# A Lightweight Embedding of Features

The sparsity of the feature data for movies poses a serious limitation in terms of training a good model, because especially the rare features are very useful to derive useful latent topics for movies. That is one reason, why we started to move our efforts from AutoEncoders and friends, to a pairwise learning scheme.

For instance, in case of spectral clustering, we can use all features to build an affinity matrix of all movies and use it to project the movies into some features space to cluster them. However, approaches that are based a full N x N matrix do not scale for larger data sets and thus, we decided to experiment with simpler schemes that use stochastic gradient descent and a pairwise loss function. We start with movie themes to explain our approach.

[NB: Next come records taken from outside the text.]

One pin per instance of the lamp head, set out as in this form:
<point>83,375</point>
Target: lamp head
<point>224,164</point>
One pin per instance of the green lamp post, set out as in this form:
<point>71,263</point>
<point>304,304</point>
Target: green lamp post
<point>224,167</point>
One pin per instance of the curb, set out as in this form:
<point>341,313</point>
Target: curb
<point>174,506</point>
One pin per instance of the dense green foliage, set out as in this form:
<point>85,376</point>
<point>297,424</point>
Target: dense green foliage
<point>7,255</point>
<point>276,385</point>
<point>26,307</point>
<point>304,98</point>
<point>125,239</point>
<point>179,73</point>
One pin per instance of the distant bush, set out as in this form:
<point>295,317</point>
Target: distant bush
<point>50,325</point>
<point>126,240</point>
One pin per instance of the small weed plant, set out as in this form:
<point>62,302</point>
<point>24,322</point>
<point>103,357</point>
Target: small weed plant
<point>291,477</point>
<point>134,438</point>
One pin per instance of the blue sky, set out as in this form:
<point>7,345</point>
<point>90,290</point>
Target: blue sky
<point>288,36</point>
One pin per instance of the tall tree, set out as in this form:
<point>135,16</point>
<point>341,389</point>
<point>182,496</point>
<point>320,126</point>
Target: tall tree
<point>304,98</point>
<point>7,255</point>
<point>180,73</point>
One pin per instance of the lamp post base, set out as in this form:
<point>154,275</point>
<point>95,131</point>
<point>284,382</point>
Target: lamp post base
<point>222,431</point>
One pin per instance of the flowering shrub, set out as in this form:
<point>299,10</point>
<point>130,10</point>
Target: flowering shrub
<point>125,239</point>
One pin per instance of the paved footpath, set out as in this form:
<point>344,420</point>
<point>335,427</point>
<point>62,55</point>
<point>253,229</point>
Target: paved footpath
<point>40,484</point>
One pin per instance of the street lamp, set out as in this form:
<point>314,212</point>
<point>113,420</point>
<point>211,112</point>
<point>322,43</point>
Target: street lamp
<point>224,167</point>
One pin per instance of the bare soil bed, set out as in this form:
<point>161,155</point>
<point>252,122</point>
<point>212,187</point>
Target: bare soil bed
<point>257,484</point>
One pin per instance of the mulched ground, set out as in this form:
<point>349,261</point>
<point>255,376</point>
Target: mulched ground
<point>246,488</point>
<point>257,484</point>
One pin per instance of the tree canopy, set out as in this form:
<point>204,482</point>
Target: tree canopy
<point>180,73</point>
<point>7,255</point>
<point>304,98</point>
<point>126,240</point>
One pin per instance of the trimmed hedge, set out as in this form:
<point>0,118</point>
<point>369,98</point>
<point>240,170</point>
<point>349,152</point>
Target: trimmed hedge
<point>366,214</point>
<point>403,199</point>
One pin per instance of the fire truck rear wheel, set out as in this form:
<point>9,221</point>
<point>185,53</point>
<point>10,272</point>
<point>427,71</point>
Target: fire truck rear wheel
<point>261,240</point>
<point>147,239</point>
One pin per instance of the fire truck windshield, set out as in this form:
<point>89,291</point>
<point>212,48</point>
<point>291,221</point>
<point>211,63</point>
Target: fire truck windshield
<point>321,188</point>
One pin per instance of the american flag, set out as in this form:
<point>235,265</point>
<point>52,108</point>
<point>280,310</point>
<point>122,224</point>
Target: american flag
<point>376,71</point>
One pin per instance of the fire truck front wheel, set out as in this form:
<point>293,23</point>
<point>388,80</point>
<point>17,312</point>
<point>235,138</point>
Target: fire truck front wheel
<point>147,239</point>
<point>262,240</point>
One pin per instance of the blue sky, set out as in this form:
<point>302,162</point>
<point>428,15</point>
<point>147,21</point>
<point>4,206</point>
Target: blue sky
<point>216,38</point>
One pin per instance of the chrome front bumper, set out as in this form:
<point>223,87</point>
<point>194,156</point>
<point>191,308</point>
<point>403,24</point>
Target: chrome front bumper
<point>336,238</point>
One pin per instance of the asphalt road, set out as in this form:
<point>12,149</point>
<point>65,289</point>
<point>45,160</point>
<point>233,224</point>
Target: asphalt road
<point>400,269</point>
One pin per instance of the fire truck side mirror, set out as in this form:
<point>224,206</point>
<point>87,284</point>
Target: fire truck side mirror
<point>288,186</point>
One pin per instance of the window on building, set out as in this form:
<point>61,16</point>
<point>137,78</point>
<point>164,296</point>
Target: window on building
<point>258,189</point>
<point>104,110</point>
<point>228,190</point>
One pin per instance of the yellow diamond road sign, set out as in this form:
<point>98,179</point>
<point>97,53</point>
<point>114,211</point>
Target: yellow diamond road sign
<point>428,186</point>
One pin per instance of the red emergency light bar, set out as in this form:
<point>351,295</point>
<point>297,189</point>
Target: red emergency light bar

The goal is to embed all themes into a feature space where “similar” themes are placed closer together while “different” ones are pulled apart. In our case, similar means that two themes are frequently occur together. The idea is to assure that pairs of similar themes are always scored higher than other pairs. More formally, we have a reference theme Tr, a positive match Tp and a negative match Tn. Then we have: f(Tr, Tp) > f(Tr, Tn) + margin, where f() returns the similarity for a pair of themes.

In other words, a theme has a list of neighbors from which Tp is sampled and Tn is chosen at random and is not part of those neighbors. We can convert this constraint into a simple cost function: cost = maximum(0, margin + f(Tr, Tn) – f(Tr, Tp)). Stated differently, there is no loss, if the distance between the positive and the negative similarity score of the theme is larger than the margin!

The training of the model is simple, if we stored a list of neighbors for each theme in advance. Then the procedure to train the model can be summarized as:

– Sample an arbitrary theme Tr

– Sample the positive theme Tp from the neighbors of Tr: nn[Tr]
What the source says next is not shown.